Она то по-детски цвела ямочками, то по-мужски строго и хмуро сводила брови.
Смеялась она звонко, заразительно, смех её вливался Максиму в душу животворным бальзамом, от него сердце щемило сладкой болью.
Дни, проведённые с нею, были ну просто какие-то многоцветные, словно на них лежали яркие радостные краски. Подвижная, как жужелица, категоричная в суждениях и уступчивая в поступках, порывистая — вот такая она была. Часто зачем-то ездила в Тверь, в Старицу, появлялась на два-три дня, словно вспыхивала молнией, ослепляла своей яркостью, энергией, красотой и опять исчезала. Она, конечно, видела, как влюблён в неё Максим, ей это нравилось, и она отвечала искренней приязнью, дарила поцелуи, правда, чаще всего на бегу, потому что всегда куда-нибудь спешила: из дому в сад, из сада в дом, на Волгу, причём часто тащила его за собой, и он был счастлив, что мог исполнять её просьбы, желания, капризы.

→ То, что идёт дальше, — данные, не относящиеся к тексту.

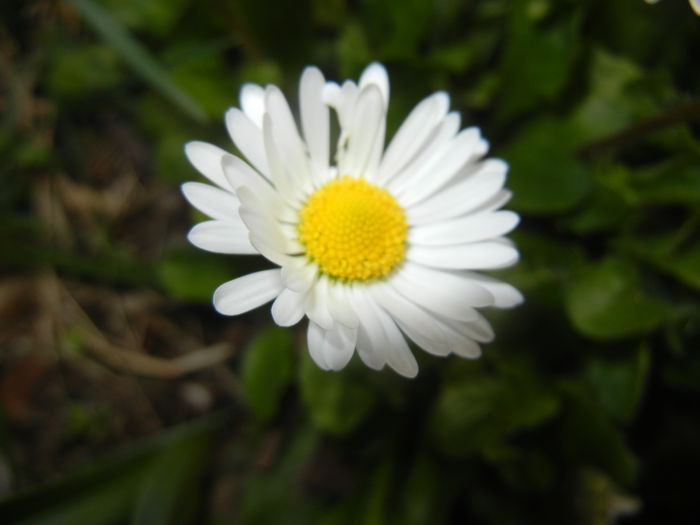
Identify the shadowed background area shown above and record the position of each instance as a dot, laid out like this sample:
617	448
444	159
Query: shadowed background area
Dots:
126	399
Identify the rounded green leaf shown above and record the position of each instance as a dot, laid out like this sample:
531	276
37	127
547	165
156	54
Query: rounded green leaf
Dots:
266	371
607	302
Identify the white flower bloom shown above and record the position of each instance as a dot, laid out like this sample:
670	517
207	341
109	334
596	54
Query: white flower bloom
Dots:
373	246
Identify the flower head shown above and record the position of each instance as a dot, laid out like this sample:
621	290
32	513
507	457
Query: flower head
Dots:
373	245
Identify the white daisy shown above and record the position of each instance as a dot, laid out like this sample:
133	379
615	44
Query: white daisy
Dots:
373	246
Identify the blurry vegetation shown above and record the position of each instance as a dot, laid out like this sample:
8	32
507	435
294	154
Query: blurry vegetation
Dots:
585	408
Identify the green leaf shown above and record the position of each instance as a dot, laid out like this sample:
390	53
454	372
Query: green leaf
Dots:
676	181
619	383
422	494
478	411
136	56
275	496
192	275
266	370
608	106
334	400
109	490
545	175
169	489
606	301
155	16
683	264
538	58
82	70
588	436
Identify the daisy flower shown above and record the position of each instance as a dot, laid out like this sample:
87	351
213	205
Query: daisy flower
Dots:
372	244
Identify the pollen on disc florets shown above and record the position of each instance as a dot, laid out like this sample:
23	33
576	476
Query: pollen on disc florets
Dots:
353	230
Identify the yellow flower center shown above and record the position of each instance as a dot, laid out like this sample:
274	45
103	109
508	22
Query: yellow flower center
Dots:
353	230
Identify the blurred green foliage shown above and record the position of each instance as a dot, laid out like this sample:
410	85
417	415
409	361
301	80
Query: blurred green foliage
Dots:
584	409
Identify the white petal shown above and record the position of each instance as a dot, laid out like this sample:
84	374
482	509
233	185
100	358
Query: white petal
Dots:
286	135
506	296
239	173
212	201
261	222
253	102
398	354
488	255
413	133
222	237
364	131
478	330
375	74
278	172
248	138
439	139
445	164
247	292
496	202
454	284
206	158
438	347
270	252
338	346
438	300
406	312
381	336
315	304
332	94
371	340
470	228
343	99
288	308
314	338
461	197
340	307
299	275
315	119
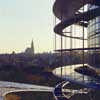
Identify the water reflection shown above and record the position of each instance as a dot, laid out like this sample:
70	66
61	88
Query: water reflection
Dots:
29	95
69	73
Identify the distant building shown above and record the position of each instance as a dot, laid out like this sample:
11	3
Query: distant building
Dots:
30	51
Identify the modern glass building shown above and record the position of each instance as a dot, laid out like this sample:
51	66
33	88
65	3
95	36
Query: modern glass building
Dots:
73	12
94	40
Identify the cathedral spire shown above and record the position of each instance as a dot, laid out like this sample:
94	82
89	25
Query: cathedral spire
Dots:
32	46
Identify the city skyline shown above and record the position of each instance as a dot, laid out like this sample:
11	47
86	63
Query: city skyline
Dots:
22	20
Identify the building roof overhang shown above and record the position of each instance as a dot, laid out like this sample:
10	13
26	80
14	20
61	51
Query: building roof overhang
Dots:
65	9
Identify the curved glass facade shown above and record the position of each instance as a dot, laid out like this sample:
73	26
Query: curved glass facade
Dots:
94	41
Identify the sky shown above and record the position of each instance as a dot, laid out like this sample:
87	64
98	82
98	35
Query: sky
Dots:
24	20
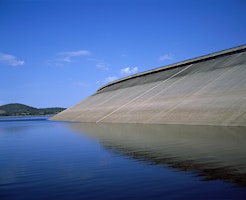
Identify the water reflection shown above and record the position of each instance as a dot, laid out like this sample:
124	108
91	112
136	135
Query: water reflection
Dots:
209	152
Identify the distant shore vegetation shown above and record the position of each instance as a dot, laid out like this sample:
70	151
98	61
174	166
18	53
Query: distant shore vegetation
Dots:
17	109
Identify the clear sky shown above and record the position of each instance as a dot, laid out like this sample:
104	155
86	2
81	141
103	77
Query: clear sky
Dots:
57	52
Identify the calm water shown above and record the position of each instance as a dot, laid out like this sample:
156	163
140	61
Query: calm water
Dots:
41	159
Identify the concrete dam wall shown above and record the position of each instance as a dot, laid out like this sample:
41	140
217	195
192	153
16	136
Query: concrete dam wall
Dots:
208	90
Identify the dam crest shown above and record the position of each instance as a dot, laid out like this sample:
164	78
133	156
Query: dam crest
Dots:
207	90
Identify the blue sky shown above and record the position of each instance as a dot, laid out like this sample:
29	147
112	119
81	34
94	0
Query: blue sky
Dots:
57	52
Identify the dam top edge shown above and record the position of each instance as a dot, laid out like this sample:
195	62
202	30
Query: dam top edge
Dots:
210	56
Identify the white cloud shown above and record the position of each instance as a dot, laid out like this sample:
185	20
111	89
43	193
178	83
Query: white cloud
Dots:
67	57
10	60
166	57
76	53
110	79
128	71
102	66
81	84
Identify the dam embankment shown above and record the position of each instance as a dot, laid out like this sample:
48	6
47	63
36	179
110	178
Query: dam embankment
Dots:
208	90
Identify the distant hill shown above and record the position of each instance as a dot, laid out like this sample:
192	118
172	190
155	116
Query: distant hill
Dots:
17	109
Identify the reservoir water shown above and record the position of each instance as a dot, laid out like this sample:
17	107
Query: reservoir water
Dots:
42	159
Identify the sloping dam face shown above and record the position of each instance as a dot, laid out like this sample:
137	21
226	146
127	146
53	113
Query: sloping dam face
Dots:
209	90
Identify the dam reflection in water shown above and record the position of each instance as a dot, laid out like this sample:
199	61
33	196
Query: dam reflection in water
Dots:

«Журавлик мой, — говорила она Максиму, имея в виду его долговязую фигуру. — Радуйся, я скоро тебя полюблю».
Каждый вечер на веранде пили чай. Тётка, полная, властная, бездетная женщина, этакая матрона, с закрученной в корону золотистой косой, садилась во главе стола. Её муж Илья, безвольный, хилый с виду выпивоха, за чаем почти все время молчал. При попытках втянуть его в разговор отнекивался: «Помолчу, так, глядишь, за умного сойду». Его бесцветные глаза, прикрытые припухшими синюшными веками, смотрели в стол, хмельная голова то и дело клонилась вниз, и ему нелегко было её удерживать. Лицо Ильи всегда было мрачно, как будто этот человек отродясь не видел ни чистого неба, ни ясного дня, ни доброй улыбки, ни разу не слышал доброго слова.
После ужина тётка играла на рояле, Мила пела. Максиму одному выпадало их слушать и хлопать в ладоши, ибо Илья всегда, едва начиналось музицирование, уходил в свою комнату и допивал там то, что не успел выпить за день.
Купались на Волге вместе, загорали порознь. Мила облюбовала для себя безлюдное местечко и жарилась на солнце нагишом. И без того смуглая, она, спустя какое-то время, сделалась чёрной, как негритянка. Вечерами, когда прогуливались в саду, лицо и руки её совсем растворялись в темноте и белое платье, казалось, двигалось само по себе, без человека, — фантастическое зрелище!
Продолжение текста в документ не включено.